A latest article in his RSS feed used probably 400 words to introduce a discussion about the volume and velocity of information on the internet. The conversation on this topic suggests that , measured in words, a person could easily and quite routinely see more than 490,000 words online each day. To provide a sense of context the article shares that “War and Peace” contains 460,000 words. Not that anyone would want to count the words (except for maybe a mascochistic proofreader) to verify this, but as one who had read the classic, Miles Thomas didn’t doubt the claim.
The slight woman shook her head in astonishment as she continued to draw circles on her napkin while she sat at the table on the other side of the half-wall divide that separated the major sections of the cafe. (Was it a cafe, a diner, a restuarant, an establishment? Did it really matter? At some moments the place felt grandiose like a fine restaurant. Other moments found the place in a very inviting mood, relaxed and open like a diner. The furniture in the place seemed to suggest a quaint outdoor cafe somewhere in Europe, but somehow none of the patrons seemed to be lulled into the belief that they had been transported to Venice. And the idea of “establishment” really had a ring of “old media.”) In her eavesdropping of Miles Thomas Brown, the slight woman hazard a guess and a crass generalization: she had not read War and Peace and she guessed that most people (probably the vast majority) in a 140-character culture hadn’t either. Imagine National Novel Writing Month as a series of tweets. Intrigued, she carefully placed her napkin with concentric circles safely to the end of the table that butted up against the half wall divide and grabbed a new napkin from the napkin holder. With a constraint of 140 characters, the average word count on a tweet is in the 15-word ballpark, according to this webblog. (The slight woman nodded her head in thanks to Miles for the url, which he found by googling “average word count for a tweet.” Miles grinned in a subtle way and acknowledged her with a quiet wave of his pen before he found both its ends with both hands again and felt the weight of the instrument as it twirled between his fingertips.) The 50,000 word count over 30 days that is National Novel Writing Month translates into 3333.33 tweets over 30 days, or 111.11 tweets a day for 30 days. She doubted that even the most prolific twitterer could make that tweet level. War and Peace deconstructs into 30,666 tweets or more than 1,000 tweets a day for 30 days. If War and Peace were written in 30 days. But the point is every day we see more words than all the words in War and Peace, or in tweet-speak more than 1,000 tweets a day.

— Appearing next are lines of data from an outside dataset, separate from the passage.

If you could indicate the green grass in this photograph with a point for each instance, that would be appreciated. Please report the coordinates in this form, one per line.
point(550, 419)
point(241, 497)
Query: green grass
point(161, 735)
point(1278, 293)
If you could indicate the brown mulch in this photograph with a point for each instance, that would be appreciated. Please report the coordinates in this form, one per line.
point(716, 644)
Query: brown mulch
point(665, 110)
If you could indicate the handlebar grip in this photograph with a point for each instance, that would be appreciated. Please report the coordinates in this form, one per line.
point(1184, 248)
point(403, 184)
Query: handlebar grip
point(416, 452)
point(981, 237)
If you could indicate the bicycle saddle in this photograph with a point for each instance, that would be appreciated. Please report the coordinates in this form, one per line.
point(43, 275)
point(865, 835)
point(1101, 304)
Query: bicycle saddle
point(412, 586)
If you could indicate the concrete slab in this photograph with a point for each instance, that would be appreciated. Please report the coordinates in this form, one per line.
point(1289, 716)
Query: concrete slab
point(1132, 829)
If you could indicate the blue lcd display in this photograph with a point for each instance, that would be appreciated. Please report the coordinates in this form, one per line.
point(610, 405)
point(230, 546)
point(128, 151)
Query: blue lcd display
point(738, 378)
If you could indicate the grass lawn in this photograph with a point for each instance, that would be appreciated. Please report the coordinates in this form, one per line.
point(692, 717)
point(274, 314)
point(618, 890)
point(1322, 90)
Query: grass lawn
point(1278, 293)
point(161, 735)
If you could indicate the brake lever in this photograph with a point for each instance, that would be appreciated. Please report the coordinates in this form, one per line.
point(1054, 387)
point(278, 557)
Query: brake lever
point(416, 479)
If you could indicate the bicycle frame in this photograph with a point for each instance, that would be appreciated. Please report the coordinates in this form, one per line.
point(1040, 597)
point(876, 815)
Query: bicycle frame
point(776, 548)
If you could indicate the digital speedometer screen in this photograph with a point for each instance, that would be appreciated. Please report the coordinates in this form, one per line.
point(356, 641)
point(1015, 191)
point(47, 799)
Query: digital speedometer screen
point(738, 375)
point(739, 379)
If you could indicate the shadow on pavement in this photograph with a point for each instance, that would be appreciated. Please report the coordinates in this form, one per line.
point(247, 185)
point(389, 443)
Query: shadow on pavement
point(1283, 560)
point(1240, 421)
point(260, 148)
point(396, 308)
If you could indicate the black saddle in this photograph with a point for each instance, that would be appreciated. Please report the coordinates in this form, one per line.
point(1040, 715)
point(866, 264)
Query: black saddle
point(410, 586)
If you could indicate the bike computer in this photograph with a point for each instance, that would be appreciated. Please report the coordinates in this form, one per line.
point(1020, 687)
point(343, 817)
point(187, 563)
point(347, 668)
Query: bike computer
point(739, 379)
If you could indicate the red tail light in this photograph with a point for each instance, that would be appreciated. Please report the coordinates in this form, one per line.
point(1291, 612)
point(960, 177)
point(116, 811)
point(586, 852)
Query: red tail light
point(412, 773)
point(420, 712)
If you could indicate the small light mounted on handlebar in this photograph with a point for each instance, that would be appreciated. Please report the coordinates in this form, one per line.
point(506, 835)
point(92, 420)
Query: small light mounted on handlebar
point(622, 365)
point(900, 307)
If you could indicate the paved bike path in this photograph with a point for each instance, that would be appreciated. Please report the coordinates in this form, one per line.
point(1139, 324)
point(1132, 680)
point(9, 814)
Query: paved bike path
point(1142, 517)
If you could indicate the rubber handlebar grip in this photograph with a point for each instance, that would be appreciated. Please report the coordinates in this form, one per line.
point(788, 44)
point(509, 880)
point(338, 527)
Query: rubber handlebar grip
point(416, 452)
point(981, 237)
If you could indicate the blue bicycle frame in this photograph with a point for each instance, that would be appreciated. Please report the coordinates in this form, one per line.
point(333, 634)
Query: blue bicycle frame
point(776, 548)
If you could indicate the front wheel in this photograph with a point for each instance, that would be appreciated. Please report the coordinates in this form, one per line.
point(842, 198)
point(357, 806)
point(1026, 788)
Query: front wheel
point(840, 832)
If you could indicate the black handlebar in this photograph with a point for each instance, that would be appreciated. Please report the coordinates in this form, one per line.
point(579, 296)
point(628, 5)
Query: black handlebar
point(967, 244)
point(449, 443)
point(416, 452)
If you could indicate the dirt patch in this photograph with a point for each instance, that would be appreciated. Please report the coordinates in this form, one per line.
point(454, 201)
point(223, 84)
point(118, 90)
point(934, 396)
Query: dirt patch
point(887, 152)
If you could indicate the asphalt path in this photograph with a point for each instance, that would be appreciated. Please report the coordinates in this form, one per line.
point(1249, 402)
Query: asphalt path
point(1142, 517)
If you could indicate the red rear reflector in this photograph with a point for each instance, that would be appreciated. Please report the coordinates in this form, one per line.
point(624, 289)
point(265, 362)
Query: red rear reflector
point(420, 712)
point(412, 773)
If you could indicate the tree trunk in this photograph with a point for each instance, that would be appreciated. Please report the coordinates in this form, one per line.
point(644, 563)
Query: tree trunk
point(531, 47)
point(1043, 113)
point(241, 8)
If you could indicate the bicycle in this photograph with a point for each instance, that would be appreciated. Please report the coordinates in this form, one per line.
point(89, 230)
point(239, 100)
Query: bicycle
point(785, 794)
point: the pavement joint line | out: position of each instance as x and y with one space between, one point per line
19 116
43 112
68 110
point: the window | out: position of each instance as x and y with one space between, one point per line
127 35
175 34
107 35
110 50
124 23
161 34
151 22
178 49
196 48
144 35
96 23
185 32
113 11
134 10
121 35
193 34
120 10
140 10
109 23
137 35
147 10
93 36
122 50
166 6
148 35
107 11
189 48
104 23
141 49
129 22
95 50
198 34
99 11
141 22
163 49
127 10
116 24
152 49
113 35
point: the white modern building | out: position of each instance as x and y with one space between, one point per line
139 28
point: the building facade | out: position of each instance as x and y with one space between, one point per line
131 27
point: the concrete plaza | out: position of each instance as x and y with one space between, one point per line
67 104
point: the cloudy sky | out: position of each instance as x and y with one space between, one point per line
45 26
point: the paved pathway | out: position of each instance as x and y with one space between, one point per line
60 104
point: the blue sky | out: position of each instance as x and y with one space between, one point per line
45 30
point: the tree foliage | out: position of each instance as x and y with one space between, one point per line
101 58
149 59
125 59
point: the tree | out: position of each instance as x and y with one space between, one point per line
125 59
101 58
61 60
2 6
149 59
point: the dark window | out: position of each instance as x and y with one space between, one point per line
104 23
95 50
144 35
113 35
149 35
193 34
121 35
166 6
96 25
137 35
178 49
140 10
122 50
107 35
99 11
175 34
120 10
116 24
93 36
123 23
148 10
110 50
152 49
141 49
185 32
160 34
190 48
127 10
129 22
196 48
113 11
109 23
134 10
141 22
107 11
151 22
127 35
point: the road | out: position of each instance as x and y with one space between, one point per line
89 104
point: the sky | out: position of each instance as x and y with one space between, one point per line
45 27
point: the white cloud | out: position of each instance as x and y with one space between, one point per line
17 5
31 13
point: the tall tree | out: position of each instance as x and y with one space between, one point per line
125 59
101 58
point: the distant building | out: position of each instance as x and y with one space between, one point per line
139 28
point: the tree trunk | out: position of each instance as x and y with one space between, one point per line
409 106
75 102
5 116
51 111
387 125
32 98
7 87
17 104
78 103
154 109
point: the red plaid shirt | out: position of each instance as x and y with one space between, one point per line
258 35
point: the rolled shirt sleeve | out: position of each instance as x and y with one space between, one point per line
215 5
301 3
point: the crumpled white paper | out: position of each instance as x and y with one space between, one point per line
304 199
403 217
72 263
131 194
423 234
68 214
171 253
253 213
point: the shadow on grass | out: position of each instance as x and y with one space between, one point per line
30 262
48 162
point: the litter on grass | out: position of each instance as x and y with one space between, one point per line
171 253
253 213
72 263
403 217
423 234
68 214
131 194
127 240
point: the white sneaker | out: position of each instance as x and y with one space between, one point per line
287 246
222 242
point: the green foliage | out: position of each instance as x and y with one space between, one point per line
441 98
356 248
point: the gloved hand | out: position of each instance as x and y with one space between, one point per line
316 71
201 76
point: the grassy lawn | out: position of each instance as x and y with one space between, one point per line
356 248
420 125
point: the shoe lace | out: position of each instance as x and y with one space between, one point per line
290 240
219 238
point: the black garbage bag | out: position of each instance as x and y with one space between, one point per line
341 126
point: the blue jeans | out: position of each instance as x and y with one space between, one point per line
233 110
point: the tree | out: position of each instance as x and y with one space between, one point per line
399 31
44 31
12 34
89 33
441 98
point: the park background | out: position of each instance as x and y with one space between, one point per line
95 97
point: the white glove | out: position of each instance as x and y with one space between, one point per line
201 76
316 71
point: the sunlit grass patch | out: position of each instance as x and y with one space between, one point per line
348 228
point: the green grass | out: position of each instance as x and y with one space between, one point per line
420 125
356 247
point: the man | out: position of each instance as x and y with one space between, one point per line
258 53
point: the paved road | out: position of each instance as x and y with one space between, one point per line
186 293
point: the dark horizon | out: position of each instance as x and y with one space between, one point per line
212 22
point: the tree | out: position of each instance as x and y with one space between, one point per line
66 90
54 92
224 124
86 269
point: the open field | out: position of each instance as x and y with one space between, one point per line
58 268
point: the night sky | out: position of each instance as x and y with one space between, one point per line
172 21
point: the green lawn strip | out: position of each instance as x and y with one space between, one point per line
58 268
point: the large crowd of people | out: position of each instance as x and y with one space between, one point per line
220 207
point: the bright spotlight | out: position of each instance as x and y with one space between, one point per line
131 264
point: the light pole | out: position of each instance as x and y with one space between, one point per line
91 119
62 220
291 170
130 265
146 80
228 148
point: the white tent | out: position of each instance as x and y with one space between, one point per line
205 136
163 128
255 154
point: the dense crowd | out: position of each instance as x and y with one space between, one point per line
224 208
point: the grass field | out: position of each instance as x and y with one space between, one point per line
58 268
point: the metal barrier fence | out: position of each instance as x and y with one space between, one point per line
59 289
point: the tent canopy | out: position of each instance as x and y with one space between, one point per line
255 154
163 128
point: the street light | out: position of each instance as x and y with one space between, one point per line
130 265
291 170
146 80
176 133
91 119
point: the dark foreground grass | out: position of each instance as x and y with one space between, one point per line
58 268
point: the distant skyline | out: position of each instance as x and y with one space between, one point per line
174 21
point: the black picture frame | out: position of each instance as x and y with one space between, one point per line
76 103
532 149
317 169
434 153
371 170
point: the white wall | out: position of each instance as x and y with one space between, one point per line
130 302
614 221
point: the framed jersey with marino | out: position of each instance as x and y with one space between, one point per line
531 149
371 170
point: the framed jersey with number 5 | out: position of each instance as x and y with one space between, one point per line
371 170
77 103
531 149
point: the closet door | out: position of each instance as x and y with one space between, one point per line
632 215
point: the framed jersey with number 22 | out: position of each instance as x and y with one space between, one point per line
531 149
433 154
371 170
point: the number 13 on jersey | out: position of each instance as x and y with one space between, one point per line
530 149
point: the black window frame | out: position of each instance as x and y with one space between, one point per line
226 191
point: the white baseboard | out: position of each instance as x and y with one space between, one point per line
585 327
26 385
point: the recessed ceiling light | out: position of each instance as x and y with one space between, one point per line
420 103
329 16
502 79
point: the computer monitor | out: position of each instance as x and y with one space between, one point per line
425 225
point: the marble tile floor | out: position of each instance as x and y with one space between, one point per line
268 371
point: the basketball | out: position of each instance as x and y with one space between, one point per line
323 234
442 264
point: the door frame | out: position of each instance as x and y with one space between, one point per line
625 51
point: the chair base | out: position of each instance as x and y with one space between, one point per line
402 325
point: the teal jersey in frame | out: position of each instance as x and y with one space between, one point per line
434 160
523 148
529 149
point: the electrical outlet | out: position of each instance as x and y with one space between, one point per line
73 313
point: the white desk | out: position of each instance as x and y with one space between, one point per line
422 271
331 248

And that somehow seems a significant point. One way out of a myriad of ways to illustrate the blurring edge. But yes, she admitted to herself, yes still a tangent that for some reason the slight woman hunched over the napkin-as-calculator felt the worthy enough to piggyback onto Miles’s overarching point about the melding of the physical and digital worlds. As fascinating as that was for her, the slight woman still wasn’t entirely sure why she ventured down this path or what it all meant. But she had the sneaking suspicion that if nothing else, it might mean that it was time for her to hit the “save” button.
And that’s exactly what Miles Thomas did.
NaNoWriMos total word count this chapter: 1,400; total word count todate (not including this notation) this chapter: 8,900.